As interprofessional team members, nurses are essential to the success of PopHI (RWJF, 2017; Ariosto et al., 2018). Nurses are key communicators in leadership teams, and are skilled at facilitating coordination of care across practices and programs. Nurses regularly collaborate with other professionals to address informatics needs. Nurses have long been concerned about social and behavioral determinants of health; indeed nurses bring a holistic perspective considering the physical, mental, social, and spiritual aspects in the context of an environment. Nurses advocate for the individual and the community as central to the PopHI mission to use information to improve health (RWJF, 2017; Ariosto et al., 2018). Nurse informaticians actively support capacity building for nurses to lead population health, care coordination across settings, and interprofessional and community stakeholder collaboration; and influence practice, education, research, and healthcare policy (Ariosto et al., 2018). Nursing informatics leadership will drive the necessary culture change to improve health and reduce costs using health data.


Population Health Informatics Infrastructure


The infrastructure for PopHI is emerging and multifaceted. Building on work initiated in 2012, PopHI experts convened in 2017, and noted an unclear vision and lack of a shared model for a PopHI infrastructure (Kharrazi et al., 2017; Hripcsak et al., 2014). They proposed a national research and development agenda for PopHI that included developing a standardized collaborative framework and infrastructure, advancing technical tools and methods, developing a scientific evidence and knowledge base, and developing a framework for policy, privacy, and sustainability (Kharrazi et al., 2017). Several recommendations detailed the necessary next steps for PopHI infrastructure development (Kharrazi et al., 2017; Hripcsak et al., 2014).

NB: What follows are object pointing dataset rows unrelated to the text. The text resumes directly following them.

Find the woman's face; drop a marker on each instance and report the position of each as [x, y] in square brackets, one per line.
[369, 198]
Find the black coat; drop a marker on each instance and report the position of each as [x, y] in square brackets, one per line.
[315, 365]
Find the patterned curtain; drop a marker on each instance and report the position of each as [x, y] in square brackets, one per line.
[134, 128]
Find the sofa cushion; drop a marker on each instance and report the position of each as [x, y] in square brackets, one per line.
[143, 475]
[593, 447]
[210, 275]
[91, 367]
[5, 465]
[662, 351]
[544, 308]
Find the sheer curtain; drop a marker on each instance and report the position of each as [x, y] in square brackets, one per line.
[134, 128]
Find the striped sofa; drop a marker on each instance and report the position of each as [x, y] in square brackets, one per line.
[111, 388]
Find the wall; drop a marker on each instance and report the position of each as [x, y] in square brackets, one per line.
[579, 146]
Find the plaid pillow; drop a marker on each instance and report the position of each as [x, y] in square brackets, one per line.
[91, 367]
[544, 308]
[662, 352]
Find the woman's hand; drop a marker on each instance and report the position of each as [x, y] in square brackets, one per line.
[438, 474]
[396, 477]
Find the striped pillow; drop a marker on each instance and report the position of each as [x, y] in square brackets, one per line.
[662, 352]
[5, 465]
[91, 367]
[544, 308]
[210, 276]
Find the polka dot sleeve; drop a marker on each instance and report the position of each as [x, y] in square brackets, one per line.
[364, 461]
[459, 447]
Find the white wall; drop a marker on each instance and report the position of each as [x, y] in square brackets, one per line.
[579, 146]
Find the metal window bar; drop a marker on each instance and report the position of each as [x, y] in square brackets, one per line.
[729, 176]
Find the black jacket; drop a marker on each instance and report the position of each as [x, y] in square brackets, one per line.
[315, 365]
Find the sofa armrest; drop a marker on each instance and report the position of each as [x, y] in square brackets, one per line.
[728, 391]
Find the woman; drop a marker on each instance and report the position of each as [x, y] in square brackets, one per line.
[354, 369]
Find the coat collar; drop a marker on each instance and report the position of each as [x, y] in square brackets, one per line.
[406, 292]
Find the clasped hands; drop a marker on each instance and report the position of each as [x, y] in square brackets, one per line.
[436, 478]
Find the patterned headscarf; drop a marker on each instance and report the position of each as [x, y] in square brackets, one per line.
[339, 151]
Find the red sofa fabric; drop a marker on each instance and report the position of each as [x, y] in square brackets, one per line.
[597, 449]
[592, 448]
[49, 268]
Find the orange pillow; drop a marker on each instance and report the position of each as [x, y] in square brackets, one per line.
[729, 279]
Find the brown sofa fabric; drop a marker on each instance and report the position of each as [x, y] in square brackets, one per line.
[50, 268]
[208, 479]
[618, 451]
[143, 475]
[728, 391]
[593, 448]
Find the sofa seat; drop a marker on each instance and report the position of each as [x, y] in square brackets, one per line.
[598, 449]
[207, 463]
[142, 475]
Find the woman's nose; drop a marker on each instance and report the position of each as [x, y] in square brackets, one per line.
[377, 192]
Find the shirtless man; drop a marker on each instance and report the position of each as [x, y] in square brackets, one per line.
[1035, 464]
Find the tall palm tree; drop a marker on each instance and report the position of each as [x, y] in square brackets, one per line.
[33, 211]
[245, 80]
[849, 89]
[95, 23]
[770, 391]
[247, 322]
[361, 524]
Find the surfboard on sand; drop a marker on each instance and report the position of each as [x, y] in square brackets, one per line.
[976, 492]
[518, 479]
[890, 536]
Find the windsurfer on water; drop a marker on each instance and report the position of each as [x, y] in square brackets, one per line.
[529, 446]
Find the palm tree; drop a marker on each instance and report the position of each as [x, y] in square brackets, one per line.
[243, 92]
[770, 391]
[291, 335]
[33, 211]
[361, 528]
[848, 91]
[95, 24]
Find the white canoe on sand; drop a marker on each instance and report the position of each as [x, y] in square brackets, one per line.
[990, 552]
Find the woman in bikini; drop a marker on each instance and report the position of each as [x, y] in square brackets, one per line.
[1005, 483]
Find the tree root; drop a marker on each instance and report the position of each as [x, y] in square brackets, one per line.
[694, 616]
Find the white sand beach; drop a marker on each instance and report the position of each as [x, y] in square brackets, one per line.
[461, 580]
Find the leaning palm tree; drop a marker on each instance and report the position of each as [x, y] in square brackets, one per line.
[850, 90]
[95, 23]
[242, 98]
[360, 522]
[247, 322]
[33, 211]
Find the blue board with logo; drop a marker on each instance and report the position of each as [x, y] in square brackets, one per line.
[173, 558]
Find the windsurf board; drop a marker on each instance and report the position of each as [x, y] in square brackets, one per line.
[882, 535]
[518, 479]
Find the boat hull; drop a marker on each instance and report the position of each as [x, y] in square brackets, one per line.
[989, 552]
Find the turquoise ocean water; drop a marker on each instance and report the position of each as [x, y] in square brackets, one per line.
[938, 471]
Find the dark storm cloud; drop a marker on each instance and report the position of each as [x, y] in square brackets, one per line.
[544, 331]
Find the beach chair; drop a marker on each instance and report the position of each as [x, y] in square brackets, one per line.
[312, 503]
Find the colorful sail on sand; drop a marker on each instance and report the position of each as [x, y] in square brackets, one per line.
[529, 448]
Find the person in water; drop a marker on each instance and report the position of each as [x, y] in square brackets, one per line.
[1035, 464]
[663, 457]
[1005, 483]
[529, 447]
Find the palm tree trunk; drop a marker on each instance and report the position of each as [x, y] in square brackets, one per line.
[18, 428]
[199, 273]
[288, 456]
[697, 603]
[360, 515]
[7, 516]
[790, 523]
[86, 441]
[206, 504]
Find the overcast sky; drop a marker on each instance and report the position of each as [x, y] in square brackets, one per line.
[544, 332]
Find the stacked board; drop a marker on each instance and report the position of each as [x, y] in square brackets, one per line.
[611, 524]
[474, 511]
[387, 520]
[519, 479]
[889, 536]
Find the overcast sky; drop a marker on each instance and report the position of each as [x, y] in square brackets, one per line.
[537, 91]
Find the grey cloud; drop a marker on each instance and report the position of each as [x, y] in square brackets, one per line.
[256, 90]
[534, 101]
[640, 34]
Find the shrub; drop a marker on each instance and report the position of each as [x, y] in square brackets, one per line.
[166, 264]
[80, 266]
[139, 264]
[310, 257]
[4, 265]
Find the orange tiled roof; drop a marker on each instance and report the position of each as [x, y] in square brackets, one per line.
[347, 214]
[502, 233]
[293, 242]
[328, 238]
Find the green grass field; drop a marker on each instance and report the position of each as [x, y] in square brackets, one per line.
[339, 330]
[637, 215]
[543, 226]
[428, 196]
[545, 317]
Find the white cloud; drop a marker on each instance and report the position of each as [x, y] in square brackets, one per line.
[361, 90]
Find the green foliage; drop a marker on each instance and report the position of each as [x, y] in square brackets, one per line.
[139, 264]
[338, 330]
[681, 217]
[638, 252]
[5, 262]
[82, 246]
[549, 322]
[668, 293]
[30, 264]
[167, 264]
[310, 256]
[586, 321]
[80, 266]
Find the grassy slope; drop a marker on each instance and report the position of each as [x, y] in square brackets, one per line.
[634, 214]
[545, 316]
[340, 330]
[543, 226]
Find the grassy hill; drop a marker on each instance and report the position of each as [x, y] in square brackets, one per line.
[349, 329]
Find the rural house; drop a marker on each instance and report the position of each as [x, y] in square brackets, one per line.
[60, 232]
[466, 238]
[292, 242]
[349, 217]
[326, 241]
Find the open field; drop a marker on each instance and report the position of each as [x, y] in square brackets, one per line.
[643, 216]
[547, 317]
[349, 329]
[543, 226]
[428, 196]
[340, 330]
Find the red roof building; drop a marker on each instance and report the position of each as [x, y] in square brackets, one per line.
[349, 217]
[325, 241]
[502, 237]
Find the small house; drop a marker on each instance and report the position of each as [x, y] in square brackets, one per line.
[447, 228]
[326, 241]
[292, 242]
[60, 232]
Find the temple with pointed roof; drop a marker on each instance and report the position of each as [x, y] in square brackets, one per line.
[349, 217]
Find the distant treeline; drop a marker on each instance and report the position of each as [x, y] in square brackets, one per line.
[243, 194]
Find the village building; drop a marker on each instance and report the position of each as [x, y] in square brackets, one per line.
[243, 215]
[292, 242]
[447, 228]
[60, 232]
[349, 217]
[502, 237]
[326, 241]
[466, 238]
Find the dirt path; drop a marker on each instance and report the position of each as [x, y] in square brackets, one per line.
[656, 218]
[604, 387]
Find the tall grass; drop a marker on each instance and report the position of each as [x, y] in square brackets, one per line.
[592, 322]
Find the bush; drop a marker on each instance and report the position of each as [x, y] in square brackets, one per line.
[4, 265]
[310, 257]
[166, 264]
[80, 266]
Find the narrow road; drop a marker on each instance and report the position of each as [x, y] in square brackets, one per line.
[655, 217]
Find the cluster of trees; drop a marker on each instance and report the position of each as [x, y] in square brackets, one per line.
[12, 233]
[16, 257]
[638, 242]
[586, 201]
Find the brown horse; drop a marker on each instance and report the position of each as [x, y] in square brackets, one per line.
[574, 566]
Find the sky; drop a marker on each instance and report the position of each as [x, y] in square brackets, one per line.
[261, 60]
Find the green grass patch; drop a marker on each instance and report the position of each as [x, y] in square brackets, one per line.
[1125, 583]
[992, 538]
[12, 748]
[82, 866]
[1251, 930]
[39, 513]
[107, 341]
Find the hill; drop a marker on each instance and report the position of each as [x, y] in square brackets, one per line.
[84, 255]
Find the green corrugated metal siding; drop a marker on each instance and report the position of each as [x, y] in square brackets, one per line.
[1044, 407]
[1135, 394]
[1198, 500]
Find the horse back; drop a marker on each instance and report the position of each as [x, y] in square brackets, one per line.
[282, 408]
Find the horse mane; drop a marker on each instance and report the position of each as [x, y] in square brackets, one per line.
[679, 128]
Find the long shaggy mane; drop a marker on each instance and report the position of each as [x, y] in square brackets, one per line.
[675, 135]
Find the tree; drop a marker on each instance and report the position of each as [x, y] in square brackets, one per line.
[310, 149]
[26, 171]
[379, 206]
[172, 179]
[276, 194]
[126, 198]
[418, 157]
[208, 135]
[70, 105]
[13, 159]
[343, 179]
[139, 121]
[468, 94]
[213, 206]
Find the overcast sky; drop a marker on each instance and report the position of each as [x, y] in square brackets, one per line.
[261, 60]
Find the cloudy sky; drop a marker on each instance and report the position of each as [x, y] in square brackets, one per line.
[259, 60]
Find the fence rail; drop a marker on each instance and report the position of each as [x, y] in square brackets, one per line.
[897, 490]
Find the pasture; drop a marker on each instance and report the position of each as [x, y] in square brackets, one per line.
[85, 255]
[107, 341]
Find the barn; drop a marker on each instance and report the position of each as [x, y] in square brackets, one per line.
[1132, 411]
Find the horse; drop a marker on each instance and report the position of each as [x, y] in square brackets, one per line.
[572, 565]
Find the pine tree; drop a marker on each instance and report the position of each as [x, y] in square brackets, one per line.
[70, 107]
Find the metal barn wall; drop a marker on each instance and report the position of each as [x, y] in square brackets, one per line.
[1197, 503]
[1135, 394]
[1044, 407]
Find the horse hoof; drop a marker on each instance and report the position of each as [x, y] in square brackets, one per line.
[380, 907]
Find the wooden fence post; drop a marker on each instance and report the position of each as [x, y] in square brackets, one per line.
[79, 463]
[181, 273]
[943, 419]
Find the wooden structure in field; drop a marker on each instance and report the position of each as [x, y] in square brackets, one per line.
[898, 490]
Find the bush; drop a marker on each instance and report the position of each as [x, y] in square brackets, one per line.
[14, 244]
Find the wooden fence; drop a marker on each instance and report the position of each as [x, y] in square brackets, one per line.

Funding for Infrastructure Development and Maintenance. Population health informatics is uniquely synergistic across public and private sectors with alignment of goals and methods to achieve related outcomes. Given this synergy, in order to collectively develop a shared national vision for PopHI and answer questions regarding funding for PopHI infrastructure development and maintenance, a major public–private sector effort should be undertaken to develop and implement a national health data use strategy (Hripcsak et al., 2014; Kharrazi et al., 2017). The governmental public health roles that include assessment, assurance, and policy development do not necessarily include amassing and curating population health data. The extent to which tax dollars should support data warehousing to track population health nationally is under debate. Further, the linking of existing data sources for use in PopHI initiatives is at best piecemeal and experimental. For example, private health systems and organizations such as Optum Labs have a vested interest in funding and maintaining large data sets that may be used to predict health outcomes. Optum Labs data warehouse has numerous partners, is used for research, and is self-sustaining through fees for use in research (Optum Labs Data Warehouse [OLDW], (n.d.). Despite extensive coverage of the US population within the Optum Labs data warehouse, not all populations are represented in the data, and underrepresented communities could be left behind. Research is needed to examine the best ways of linking diverse data sources for PopHI, and advocacy is needed to ensure funding and support for this work across public and private sectors.


PART II: ETHICAL FOUNDATIONS OF POPULATION HEALTH INFORMATICS



History and Origins: Moral, Ethical, and Legal Perspectives


To achieve public safety and optimize population health, patients, clinicians, and societies are obligated, morally and/or legally, to report health data such as diseases, injuries, or adverse events (Goodman, 2010; Mann, Savulescu, & Sahakian, 2016). The ethical management of data sources used to protect the public good is imperative, at minimum, to ensure privacy and security for sensitive patient data. Fundamental rights of individuals and society have been explicated, including privacy rights and the right to benefit from research; as well as the moral and ethical duties of society.


Privacy Rights. Privacy rights are protected by the Health Insurance Portability and Accountability Act (HIPAA), with exceptions for purposes of serving a compelling public health, safety, or welfare need (United States Health and Human Services [HHS], 2019).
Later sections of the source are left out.